Anna melotot, karena saat itu Harry sedang mencium bibirnya. Itu dia lakukan agar Anna tidak memanggil ibunya, dia bahkan memeluk Anna dengan erat agar gadis itu tidak keluar sehingga ibunya melihat.


Renata tampak heran mendapati ruangan putranya yang sepi. Ponsel diambil, Renata menghubungi putranya tapi sayangnya saat itu ponsel Harry sedang dalam mood silent. Dia masih menunggu tanpa tahu jika putranya sibuk berciuman di bawah sofa karena mereka sudah terbawa suasana.


Ibunya tidak juga pergi karena Harry belum menjawab panggilannya, hal itu membuat ciuman mereka semakin lama dan dalam. Anna mulai kewalahan, sial. Dia tidak tahu jika pria itu begitu buas. Bibirnya bahkan sudah terasa kebas, Anna juga berusaha mendorong tubuh Harry agar ciuman mereka berakhir.


Karena tidak ada jawaban, Renata keluar dari ruangan, mungkin Harry masih rapat. Anna mulai memukul dada Harry saat pintu terdengar tertutup, bibir mereka terlepas dan mereka terlihat terengah.
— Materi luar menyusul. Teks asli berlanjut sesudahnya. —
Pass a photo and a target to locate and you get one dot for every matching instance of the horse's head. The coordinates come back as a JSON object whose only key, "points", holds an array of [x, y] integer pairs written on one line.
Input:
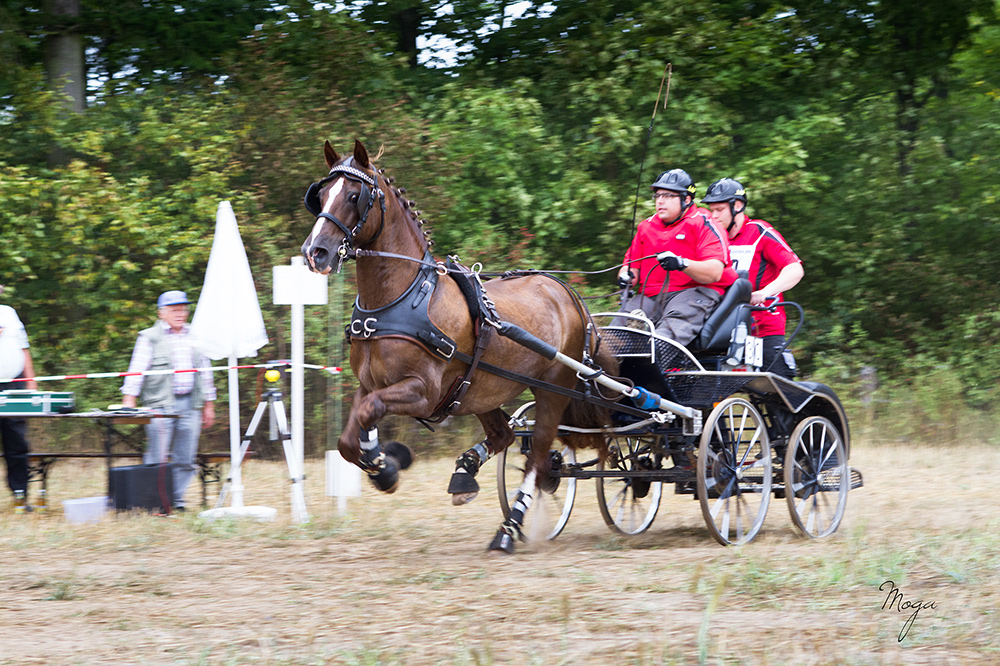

Anna menyingkir dari atas tubuh Harry dengan terburu-buru, dia bahkan duduk menjauh. Dia hanya bercanda saja tapi dia tidak menyangka Harry menciumnya dengan sungguh-sungguh. Anna pura-pura merapikan kertas sketsanya, dia tidak berani memandangi Harry karena dia malu. Wajahnya bahkan memerah saat itu.


"Ke-Kenapa kau menciumku?" tanya Anna gugup padahal dia senang.


"Bukankah kau yang meminta aku untuk menciummu?" ucap Harry, matanya tidak lepas dari punggung Anna karena wanita itu sedang duduk membelakanginya.


"Hm, ya," Anna berpaling sambil tersenyum.


"Jadi bagaimana? Ciumanku tidak buruk, bukan? Aku harap kau terus mengingatnya sehingga kau selalu terbayang akan diriku dan mulai jatuh cinta padaku," ucapnya lagi.


"Jangan bermimpi, itu hanya sebuah ciuman!" Harry beranjak, dan berlalu pergi. Dia keluar dari ruangan untuk menghubungi ibunya.


Anna tersenyum sambil memegangi dadanya di mana jantungnya berdebar dengan cepat. Sesungguhnya itu ciuman pertamanya. Senyumnya semakin mekar ketika mengingat ciuman yang baru saja mereka lakukan. Kini jarinya sudah berada di bibir, dia tidak akan melupakannya, tidak akan.


Anna kembali merapikan barang-barangnya dan setelah selesai dia segera pergi. Jangan sampai ibu Harry melihatnya, dia tahu Harry tidak akan suka. Dia tidak ingin membuat pria itu marah karena dia akan kesulitan mendekati pria itu jika sampai terjadi.


Walau dia dikejar oleh pengawal ayahnya tapi ini hari keberuntungannya karena satu langkah sudah lebih maju karena dia sudah mendapat sebuah ciuman dari Harry. Tapi tunggu dulu, dia lupa meraba tubuh pria itu. Ck, lain kali dia tidak boleh lupa karena tangannya tidak boleh diam.